I stood at the top of the stairs engulfing the emptiness in my arms. I watched him go, but I could not see much as my vision diminished into smeared blobs of color through a waterfall of tears.
Afterwards each time I got to see my dad, he was more surprised at who I had become than the last.
Your writing is so good now…
When did you learn to sew?
You don’t sleep with a nightlight anymore?
And as the years went by, I found that he knew me less and less.
No, dad, I don’t want a ballerina figure that holds necklaces.
Or a pink studded bag with jewelry inside,
Nor the Hello Kitty guitar that you bought me and never were around to teach me to play.
And when you got me makeup, what I really wanted was the new Call of Duty game. When you thought I liked jewelry, I was more into baking.
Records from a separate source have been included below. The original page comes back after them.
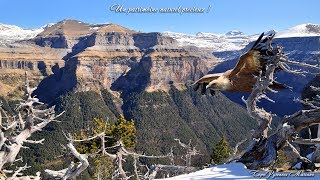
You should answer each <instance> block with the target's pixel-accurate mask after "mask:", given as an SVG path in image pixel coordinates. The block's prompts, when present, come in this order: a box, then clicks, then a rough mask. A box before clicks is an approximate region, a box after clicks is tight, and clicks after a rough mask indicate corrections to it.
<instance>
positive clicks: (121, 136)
mask: <svg viewBox="0 0 320 180" xmlns="http://www.w3.org/2000/svg"><path fill="white" fill-rule="evenodd" d="M93 122H94V125H93V127H92V128H91V130H90V132H88V131H81V132H80V133H79V134H76V135H75V137H76V139H86V138H88V137H92V136H94V135H96V134H99V133H101V132H102V131H103V130H104V128H105V127H106V131H105V134H106V136H110V137H112V138H106V139H105V140H106V146H107V147H110V146H113V145H115V143H116V142H117V141H118V140H121V141H122V142H123V144H124V145H125V147H126V148H135V146H136V144H137V136H136V128H135V125H134V122H133V120H132V121H127V120H126V119H125V118H124V116H123V115H120V117H119V118H118V120H117V121H116V122H114V123H113V124H111V123H109V122H107V124H105V121H104V120H103V119H99V118H94V120H93ZM100 148H101V142H100V139H99V138H97V139H94V140H91V141H85V142H81V143H79V144H78V145H77V150H78V152H80V153H82V154H93V153H95V152H97V151H98V150H99V149H100ZM89 160H90V167H89V169H88V171H89V174H91V176H92V177H95V178H98V177H99V178H100V179H110V178H111V177H110V176H111V174H112V171H113V165H112V162H111V159H110V158H109V157H107V156H102V155H101V154H97V155H96V156H95V157H93V158H90V159H89Z"/></svg>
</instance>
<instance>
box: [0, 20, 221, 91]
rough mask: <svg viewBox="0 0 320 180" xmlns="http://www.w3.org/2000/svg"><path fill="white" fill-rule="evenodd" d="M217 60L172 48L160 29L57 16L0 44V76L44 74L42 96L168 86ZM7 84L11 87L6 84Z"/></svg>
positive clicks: (215, 64)
mask: <svg viewBox="0 0 320 180" xmlns="http://www.w3.org/2000/svg"><path fill="white" fill-rule="evenodd" d="M217 62H218V60H217V59H216V58H215V57H214V56H212V55H211V54H210V53H205V52H201V51H200V50H199V49H197V48H195V47H193V48H192V47H188V48H183V47H178V45H177V42H176V40H174V39H173V38H171V37H166V36H163V35H162V34H160V33H140V32H136V31H133V30H130V29H127V28H124V27H121V26H118V25H114V24H101V25H92V24H87V23H82V22H79V21H74V20H63V21H61V22H58V23H57V24H55V25H53V26H51V27H50V28H48V29H46V30H45V31H43V32H42V33H40V34H39V35H38V36H36V37H35V38H34V39H31V40H28V41H23V42H16V43H14V44H12V45H11V46H9V47H3V48H0V69H2V71H1V72H2V73H0V75H1V74H2V76H3V77H4V76H7V75H8V73H9V72H13V71H15V72H18V71H19V73H18V74H20V75H19V77H20V78H19V79H21V78H22V76H23V74H24V73H23V72H24V71H26V70H27V71H30V72H32V75H31V76H34V77H37V81H40V80H41V79H43V78H45V79H46V81H43V82H41V84H40V85H41V87H39V88H40V90H39V92H44V93H45V94H47V96H51V95H49V94H50V93H51V94H53V95H52V96H55V94H56V95H58V94H59V93H62V92H66V91H69V90H71V89H73V88H76V89H77V90H80V91H87V90H97V89H99V88H101V87H103V88H107V89H112V90H115V91H121V92H123V91H124V89H126V90H130V89H131V90H133V89H141V90H146V91H149V92H152V91H157V90H165V91H166V90H168V89H169V87H170V86H171V85H175V86H176V87H178V88H183V87H184V86H185V84H186V83H187V82H189V81H193V80H195V79H197V78H199V77H200V76H202V75H203V74H205V73H207V71H208V70H209V69H212V68H213V67H214V66H215V65H216V64H217ZM4 70H5V71H4ZM3 79H4V78H3ZM6 84H7V85H8V83H6ZM48 84H50V86H48ZM2 87H4V85H2ZM12 88H17V87H16V86H14V87H11V88H6V89H12ZM3 92H4V91H3ZM7 92H9V90H7V91H6V93H7ZM4 94H5V93H4Z"/></svg>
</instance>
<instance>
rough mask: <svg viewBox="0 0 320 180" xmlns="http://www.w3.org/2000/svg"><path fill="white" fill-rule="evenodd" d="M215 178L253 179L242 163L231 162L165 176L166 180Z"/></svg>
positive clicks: (246, 169)
mask: <svg viewBox="0 0 320 180" xmlns="http://www.w3.org/2000/svg"><path fill="white" fill-rule="evenodd" d="M215 178H228V179H253V176H252V175H250V170H248V169H247V168H246V167H245V165H243V164H242V163H231V164H223V165H218V166H213V167H210V168H206V169H203V170H200V171H197V172H193V173H190V174H184V175H180V176H175V177H171V178H166V180H180V179H181V180H198V179H199V180H200V179H215Z"/></svg>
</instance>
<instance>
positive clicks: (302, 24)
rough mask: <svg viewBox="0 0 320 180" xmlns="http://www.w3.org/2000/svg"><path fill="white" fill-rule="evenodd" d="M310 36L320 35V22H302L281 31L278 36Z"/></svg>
mask: <svg viewBox="0 0 320 180" xmlns="http://www.w3.org/2000/svg"><path fill="white" fill-rule="evenodd" d="M308 36H320V25H319V24H310V23H308V24H300V25H298V26H294V27H292V28H289V29H287V30H285V31H283V32H279V33H278V34H277V35H276V37H277V38H288V37H308Z"/></svg>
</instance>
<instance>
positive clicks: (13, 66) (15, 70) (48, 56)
mask: <svg viewBox="0 0 320 180" xmlns="http://www.w3.org/2000/svg"><path fill="white" fill-rule="evenodd" d="M65 54H66V51H65V50H57V49H52V48H39V47H37V46H34V45H19V44H16V45H13V46H11V47H6V48H4V47H2V48H0V95H1V96H2V95H10V96H13V97H15V96H16V95H19V94H16V93H18V92H19V90H18V89H19V87H22V86H23V81H24V76H25V72H26V71H28V73H29V79H30V80H31V81H32V83H35V84H38V83H39V82H40V81H41V80H42V79H43V78H45V77H47V76H48V75H50V74H53V73H55V71H56V70H57V69H59V67H63V66H64V61H63V60H62V57H63V56H64V55H65Z"/></svg>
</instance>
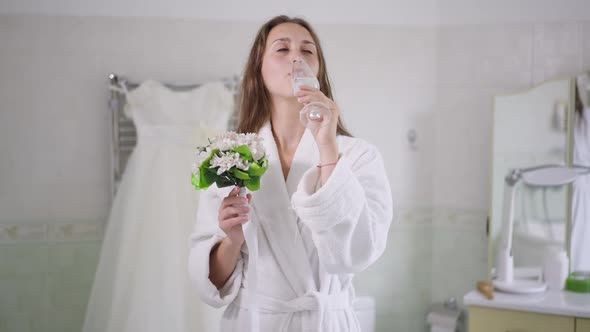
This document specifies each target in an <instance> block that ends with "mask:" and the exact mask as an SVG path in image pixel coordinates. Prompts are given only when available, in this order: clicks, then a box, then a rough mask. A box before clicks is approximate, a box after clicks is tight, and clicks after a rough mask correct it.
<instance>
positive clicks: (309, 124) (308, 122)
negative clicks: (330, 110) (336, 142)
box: [291, 57, 332, 129]
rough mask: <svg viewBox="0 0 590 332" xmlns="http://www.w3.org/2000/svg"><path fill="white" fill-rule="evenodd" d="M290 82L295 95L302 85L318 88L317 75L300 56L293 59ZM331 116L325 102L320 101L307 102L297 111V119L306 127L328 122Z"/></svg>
mask: <svg viewBox="0 0 590 332" xmlns="http://www.w3.org/2000/svg"><path fill="white" fill-rule="evenodd" d="M291 83H292V86H293V95H297V93H298V92H299V90H300V88H301V86H302V85H305V86H309V87H312V88H315V89H319V88H320V82H319V81H318V79H317V77H316V76H315V75H314V73H313V71H312V70H311V68H310V67H309V65H308V64H307V62H305V60H304V59H303V58H301V57H297V58H296V59H295V60H293V67H292V70H291ZM331 117H332V112H331V111H330V109H329V108H328V106H327V105H326V104H324V103H321V102H311V103H308V104H306V105H305V106H303V108H302V109H301V111H300V112H299V120H300V121H301V123H302V124H303V125H304V126H305V127H306V128H308V129H317V128H319V127H321V126H323V125H326V124H328V123H330V119H331Z"/></svg>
I guess it surprised me too how little I knew you. It was a hard reality to wake up to, realizing that my dad, my hero, was actually just a man, who didn’t know what he was doing.
I am almost eighteen now. I have not seen my dad in four years, nor heard from him in two. His pattern continues, and for all I know, I may never hear from him again. My father is lost. He is lost in his career, in his hobbies, in his new family’s struggles. But the loss that will haunt him the most is his place in our lives.